El derrotismo no lleva a ninguna parte, pero el triunfalismo conduce directamente al despeñadero. Tiene que haber por narices opciones intermedias entre tirar la toalla sin luchar y levantar los brazos por una victoria imaginaria. ¿Qué tal el realismo? Hasta donde yo recuerdo, hubo una izquierda que, sin perder de vista el horizonte, era plenamente consciente del suelo que pisaba. Alguna que otra conquista se fue consiguiendo así. Casi todas, en realidad. Hoy, sin embargo, parecemos abonados a la bipolaridad que lleva en segundos del patalaeo depresivo —ojalá todas las llamadas protestas lo fueran— a la venta de pieles de osos que no se han cazado.

¿Un ejemplo? El otro día el Consejo de ministros dejó en el cajón la reforma de la ley educativa que lleva por tremendo apellido el de su pergeñador, José Ignacio Wert. Al conocer la nueva, que no por casualidad se filtró de vísperas desde la Rue Génova, los heraldos de la oficialidad retroprogre corrieron a esparcirla con acompañamiento de charangas y cohetes. Sin un resquicio para la duda, daban por hecho que a las huestes rajoyanas les había entrado tembleque de rodillas al ver la dimensión del rechazo. Tengo clavado en el omoplato el tuit jacarandoso de uno de los alféreces mediáticos que se engorilaba así: “Para que luego digan que movilizarse no sirve para nada”.
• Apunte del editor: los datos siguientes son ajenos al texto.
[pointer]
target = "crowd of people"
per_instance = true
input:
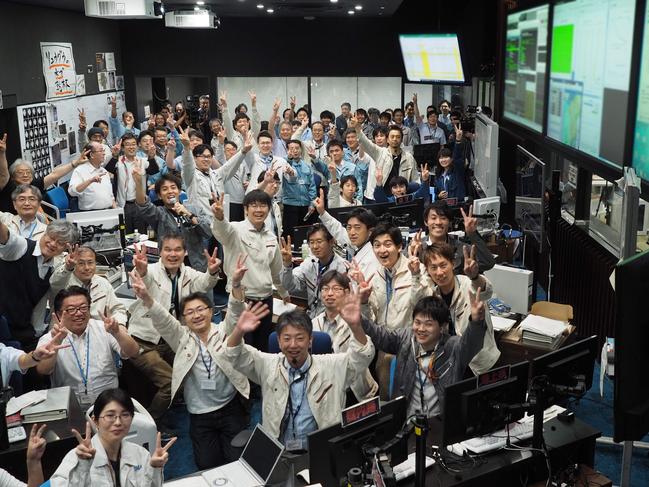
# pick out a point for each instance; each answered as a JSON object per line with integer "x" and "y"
{"x": 223, "y": 196}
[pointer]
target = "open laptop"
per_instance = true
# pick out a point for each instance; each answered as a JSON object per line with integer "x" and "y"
{"x": 254, "y": 467}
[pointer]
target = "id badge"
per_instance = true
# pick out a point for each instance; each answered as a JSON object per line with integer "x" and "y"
{"x": 208, "y": 385}
{"x": 294, "y": 444}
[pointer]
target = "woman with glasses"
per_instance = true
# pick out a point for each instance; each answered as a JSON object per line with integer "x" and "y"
{"x": 212, "y": 387}
{"x": 107, "y": 459}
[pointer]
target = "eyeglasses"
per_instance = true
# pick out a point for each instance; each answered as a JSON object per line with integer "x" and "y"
{"x": 70, "y": 310}
{"x": 334, "y": 289}
{"x": 190, "y": 312}
{"x": 111, "y": 418}
{"x": 24, "y": 199}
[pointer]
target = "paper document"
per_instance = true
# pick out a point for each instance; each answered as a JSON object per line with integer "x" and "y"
{"x": 502, "y": 324}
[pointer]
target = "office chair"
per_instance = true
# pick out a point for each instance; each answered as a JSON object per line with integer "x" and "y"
{"x": 59, "y": 198}
{"x": 321, "y": 343}
{"x": 143, "y": 429}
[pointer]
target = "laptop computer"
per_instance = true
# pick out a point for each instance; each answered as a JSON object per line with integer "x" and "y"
{"x": 255, "y": 465}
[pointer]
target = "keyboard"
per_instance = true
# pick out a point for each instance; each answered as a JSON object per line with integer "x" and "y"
{"x": 518, "y": 431}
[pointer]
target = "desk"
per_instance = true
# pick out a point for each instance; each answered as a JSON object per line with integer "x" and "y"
{"x": 567, "y": 443}
{"x": 60, "y": 441}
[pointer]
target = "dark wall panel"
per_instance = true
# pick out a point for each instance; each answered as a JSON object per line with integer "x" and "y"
{"x": 23, "y": 28}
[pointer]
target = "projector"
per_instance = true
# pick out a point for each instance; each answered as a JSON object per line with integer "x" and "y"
{"x": 124, "y": 9}
{"x": 192, "y": 19}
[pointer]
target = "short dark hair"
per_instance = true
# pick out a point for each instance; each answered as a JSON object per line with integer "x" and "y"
{"x": 349, "y": 177}
{"x": 167, "y": 178}
{"x": 334, "y": 275}
{"x": 264, "y": 133}
{"x": 334, "y": 143}
{"x": 200, "y": 148}
{"x": 318, "y": 227}
{"x": 194, "y": 296}
{"x": 327, "y": 114}
{"x": 440, "y": 208}
{"x": 263, "y": 174}
{"x": 257, "y": 196}
{"x": 107, "y": 396}
{"x": 397, "y": 181}
{"x": 432, "y": 307}
{"x": 238, "y": 117}
{"x": 384, "y": 228}
{"x": 380, "y": 130}
{"x": 366, "y": 217}
{"x": 296, "y": 318}
{"x": 143, "y": 134}
{"x": 443, "y": 249}
{"x": 172, "y": 236}
{"x": 69, "y": 292}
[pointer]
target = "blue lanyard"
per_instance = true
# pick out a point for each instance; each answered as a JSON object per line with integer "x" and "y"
{"x": 208, "y": 366}
{"x": 84, "y": 377}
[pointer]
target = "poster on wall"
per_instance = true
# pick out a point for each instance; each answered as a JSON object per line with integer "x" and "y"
{"x": 58, "y": 70}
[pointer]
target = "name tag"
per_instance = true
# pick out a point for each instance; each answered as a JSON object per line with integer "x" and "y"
{"x": 208, "y": 384}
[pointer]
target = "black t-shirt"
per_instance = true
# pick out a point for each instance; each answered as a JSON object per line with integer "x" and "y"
{"x": 396, "y": 162}
{"x": 5, "y": 194}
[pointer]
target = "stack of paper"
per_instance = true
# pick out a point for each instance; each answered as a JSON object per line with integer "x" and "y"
{"x": 541, "y": 330}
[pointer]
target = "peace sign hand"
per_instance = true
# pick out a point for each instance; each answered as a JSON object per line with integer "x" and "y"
{"x": 470, "y": 222}
{"x": 471, "y": 268}
{"x": 217, "y": 207}
{"x": 286, "y": 250}
{"x": 85, "y": 450}
{"x": 239, "y": 270}
{"x": 213, "y": 262}
{"x": 36, "y": 445}
{"x": 477, "y": 306}
{"x": 161, "y": 454}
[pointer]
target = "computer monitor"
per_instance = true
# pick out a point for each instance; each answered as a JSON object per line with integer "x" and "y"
{"x": 474, "y": 407}
{"x": 569, "y": 369}
{"x": 409, "y": 214}
{"x": 334, "y": 450}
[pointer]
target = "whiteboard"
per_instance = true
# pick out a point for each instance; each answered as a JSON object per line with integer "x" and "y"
{"x": 267, "y": 90}
{"x": 424, "y": 95}
{"x": 379, "y": 93}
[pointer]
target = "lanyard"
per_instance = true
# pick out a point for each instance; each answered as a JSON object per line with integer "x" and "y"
{"x": 208, "y": 365}
{"x": 84, "y": 376}
{"x": 292, "y": 413}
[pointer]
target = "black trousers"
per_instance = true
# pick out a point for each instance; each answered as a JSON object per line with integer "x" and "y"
{"x": 259, "y": 337}
{"x": 211, "y": 434}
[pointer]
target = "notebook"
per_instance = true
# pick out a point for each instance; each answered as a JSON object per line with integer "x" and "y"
{"x": 53, "y": 408}
{"x": 254, "y": 467}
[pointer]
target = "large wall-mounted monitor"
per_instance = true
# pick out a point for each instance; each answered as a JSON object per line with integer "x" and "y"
{"x": 641, "y": 135}
{"x": 525, "y": 66}
{"x": 590, "y": 67}
{"x": 433, "y": 58}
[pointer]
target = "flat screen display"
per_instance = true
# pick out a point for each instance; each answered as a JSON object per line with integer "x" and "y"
{"x": 641, "y": 135}
{"x": 525, "y": 66}
{"x": 432, "y": 57}
{"x": 589, "y": 76}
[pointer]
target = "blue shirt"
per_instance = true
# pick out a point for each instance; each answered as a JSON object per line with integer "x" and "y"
{"x": 299, "y": 420}
{"x": 299, "y": 190}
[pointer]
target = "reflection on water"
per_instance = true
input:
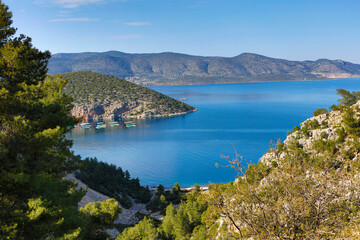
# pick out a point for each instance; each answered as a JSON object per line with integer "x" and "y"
{"x": 186, "y": 148}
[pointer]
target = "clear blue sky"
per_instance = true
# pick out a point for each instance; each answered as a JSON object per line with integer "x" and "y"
{"x": 290, "y": 29}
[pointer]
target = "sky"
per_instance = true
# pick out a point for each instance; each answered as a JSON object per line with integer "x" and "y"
{"x": 288, "y": 29}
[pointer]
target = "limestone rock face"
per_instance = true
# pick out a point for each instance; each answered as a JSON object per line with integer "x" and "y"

Punto uno, eso lo dirá quien lo diga y mal dicho está, en todo caso. Punto dos, idéntica machada se escribió cuando, en un hábil escorzo, el PP dejó colar la ILP sobre los desahucios, que acaba de ser hecha fosfatina en las cortes españolas merced al rodillo. Recuerdo haber advertido el previsible desenlace en estas mismas líneas y con parecida desazón a la que hoy me trae a pedir que paren los bailes por el retraso táctico —tác-ti-co— de la aberración legislativa de Wert. En un par de viernes o tres eso estará en el BOE. Por la cuenta que nos trae, mejor nos hacemos a la idea.